Tonmoy Islam researches the effect of growth within a densely populated county on surrounding counties that are less densely populated

Assistant Professor of Economics T.M. Tonmoy Islam’s research was recently published in The Annals of Regional Science.

T.M. Tonmoy Islam, assistant professor of economics in the Martha and Spencer Love School of Business, has authored the article “The impact of population agglomeration of an area on its neighbors: evidence from the USA” that was recently published in The Annals of Regional Science.
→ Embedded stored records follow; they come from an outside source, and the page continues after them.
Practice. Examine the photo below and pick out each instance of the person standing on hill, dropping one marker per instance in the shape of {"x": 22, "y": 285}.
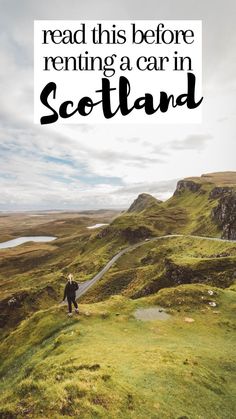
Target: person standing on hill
{"x": 70, "y": 293}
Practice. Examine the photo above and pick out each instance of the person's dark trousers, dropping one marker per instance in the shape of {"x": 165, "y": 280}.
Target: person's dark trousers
{"x": 70, "y": 301}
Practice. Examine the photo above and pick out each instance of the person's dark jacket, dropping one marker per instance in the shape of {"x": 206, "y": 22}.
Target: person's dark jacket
{"x": 70, "y": 289}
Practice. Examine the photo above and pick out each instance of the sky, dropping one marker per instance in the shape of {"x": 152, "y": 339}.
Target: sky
{"x": 107, "y": 166}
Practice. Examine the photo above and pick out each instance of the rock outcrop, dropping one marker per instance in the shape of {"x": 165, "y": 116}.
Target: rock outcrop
{"x": 185, "y": 184}
{"x": 224, "y": 214}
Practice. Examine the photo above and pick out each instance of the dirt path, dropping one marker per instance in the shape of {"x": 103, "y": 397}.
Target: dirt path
{"x": 84, "y": 287}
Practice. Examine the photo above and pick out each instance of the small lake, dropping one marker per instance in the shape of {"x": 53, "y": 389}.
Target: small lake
{"x": 96, "y": 226}
{"x": 152, "y": 313}
{"x": 22, "y": 240}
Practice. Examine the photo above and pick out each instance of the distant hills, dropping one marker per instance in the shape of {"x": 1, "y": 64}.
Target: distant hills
{"x": 203, "y": 205}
Headshot of Professor Islam
T M Tonmoy Islam, assistant professor of economics

Islam notes that little is known about the economic spillovers a densely populated (agglomerated) region produces on its neighboring areas. His research looks at the effect of growth of an agglomerated county has on its surrounding non-agglomerated counties.

He finds that at low levels of per capita income of an agglomerated county, growth has a positive impact on its neighboring non-agglomerated counties, relative to non-agglomerated counties that do not have any agglomerated counties nearby. Additionally, as the agglomerated county gets richer, its relationship with the neighboring non-agglomerated county becomes negative, relative to the growth rate of a non-agglomerated county that has no agglomerated county nearby.

The Annals of Regional Science presents high-quality research in the interdisciplinary field of regional and urban studies. The journal publishes papers that make a new or substantial contribution to the body of knowledge in which the spatial dimension plays a fundamental role, including regional economics, resource management, location theory, urban and regional planning, transportation and communication, population distribution and environmental quality.

Islam taught economics at the University of Wisconsin- Green Bay prior to joining Elon in 2014. He earned his masters from Vanderbilt University and his doctorate in economics from the University of Kentucky. His fields of specialization are labor economics, regional economics, economics of poverty and empirical econometrics.